# First Degree



## jfree7997 (Apr 15, 2014)

So nervous tomorrow I have my ea.  I'm excited and can't wait.

Sent From My Freemasonry Pro App


----------



## mrpierce17 (Apr 15, 2014)

Congratulations and try to remember everything that is said during your initiation , keep your ears and your hart open

Bro.R.Pierce
Friendly Lodge #436 F&.A.M.
M.W.U.G.L.of.FL , P.H.A


----------



## jfree7997 (Apr 15, 2014)

Thx.  It will be a long work day waiting lol

Sent From My Freemasonry Pro App


----------



## jfree7997 (Apr 16, 2014)

7 mins till show time. 

Sent From My Freemasonry Pro App


----------



## mrpierce17 (Apr 16, 2014)

You got this bro

Bro.R.Pierce
Friendly Lodge #436 F&.A.M.
M.W.U.G.L.of.FL , P.H.A


----------



## goomba (Apr 16, 2014)

The first degree is my favorite degree!  Welcome to the fraternity.


----------



## jfree7997 (Apr 16, 2014)

I am an EA Mason.  Oh what a feeling

Sent From My Freemasonry Pro App


----------



## Joshua71 (Apr 16, 2014)

Welcome!! Your journey has begun, enjoy ! 


Sent From My Freemasonry Pro App


----------



## CTSloan (Apr 17, 2014)

Congrats brother and welcome. 


Sent From My Freemasonry Pro App


----------



## ryanRobinson (Apr 17, 2014)

How do I post on my timeline in this app? How do I start a new thread??
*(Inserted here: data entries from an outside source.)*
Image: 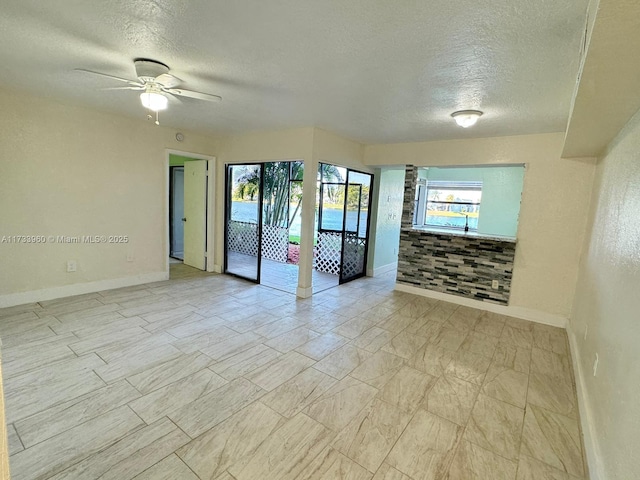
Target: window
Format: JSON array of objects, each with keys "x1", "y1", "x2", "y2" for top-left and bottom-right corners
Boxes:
[{"x1": 414, "y1": 180, "x2": 482, "y2": 231}]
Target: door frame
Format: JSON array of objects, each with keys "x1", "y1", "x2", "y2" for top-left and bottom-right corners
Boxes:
[{"x1": 163, "y1": 148, "x2": 220, "y2": 278}]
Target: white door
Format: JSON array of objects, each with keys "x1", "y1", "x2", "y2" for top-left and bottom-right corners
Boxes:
[{"x1": 183, "y1": 160, "x2": 207, "y2": 270}]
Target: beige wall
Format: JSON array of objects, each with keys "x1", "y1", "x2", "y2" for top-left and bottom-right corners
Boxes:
[
  {"x1": 569, "y1": 109, "x2": 640, "y2": 480},
  {"x1": 0, "y1": 90, "x2": 217, "y2": 306},
  {"x1": 365, "y1": 133, "x2": 595, "y2": 323}
]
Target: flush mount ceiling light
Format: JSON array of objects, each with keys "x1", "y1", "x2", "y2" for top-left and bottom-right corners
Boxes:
[
  {"x1": 140, "y1": 88, "x2": 169, "y2": 112},
  {"x1": 451, "y1": 110, "x2": 482, "y2": 128}
]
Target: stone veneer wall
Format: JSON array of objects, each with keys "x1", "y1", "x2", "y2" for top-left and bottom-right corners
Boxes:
[{"x1": 397, "y1": 165, "x2": 516, "y2": 305}]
Sent From My Freemasonry Pro App


----------



## ryanRobinson (Apr 17, 2014)

I do my first degree tonight!!! I'm so excited!!! Any pointers???


Sent From My Freemasonry Pro App


----------



## jfree7997 (Apr 17, 2014)

Listen and enjoy

Sent From My Freemasonry Pro App


----------



## mrpierce17 (Apr 17, 2014)

Listen and remember you are amongst friends so there is nothing to fear 

Bro.R.Pierce
Friendly Lodge #436 F&.A.M.
M.W.U.G.L.of.FL , P.H.A


----------



## Warrior1256 (Aug 27, 2014)

Congratulations and welcome to both of you.


----------



## Levelhead (Aug 27, 2014)

Congrats.


----------



## Warrior1256 (Sep 8, 2014)

jfree7997 said:


> I am an EA Mason.  Oh what a feeling
> 
> Sent From My Freemasonry Pro App





ryanRobinson said:


> I do my first degree tonight!!! I'm so excited!!! Any pointers???
> 
> 
> Sent From My Freemasonry Pro App


Are both of you now Master Masons?


----------



## jfree7997 (Sep 8, 2014)

I'm still working my ea


----------



## Warrior1256 (Sep 8, 2014)

Hang in there brother. I'm sure that you will do great.


----------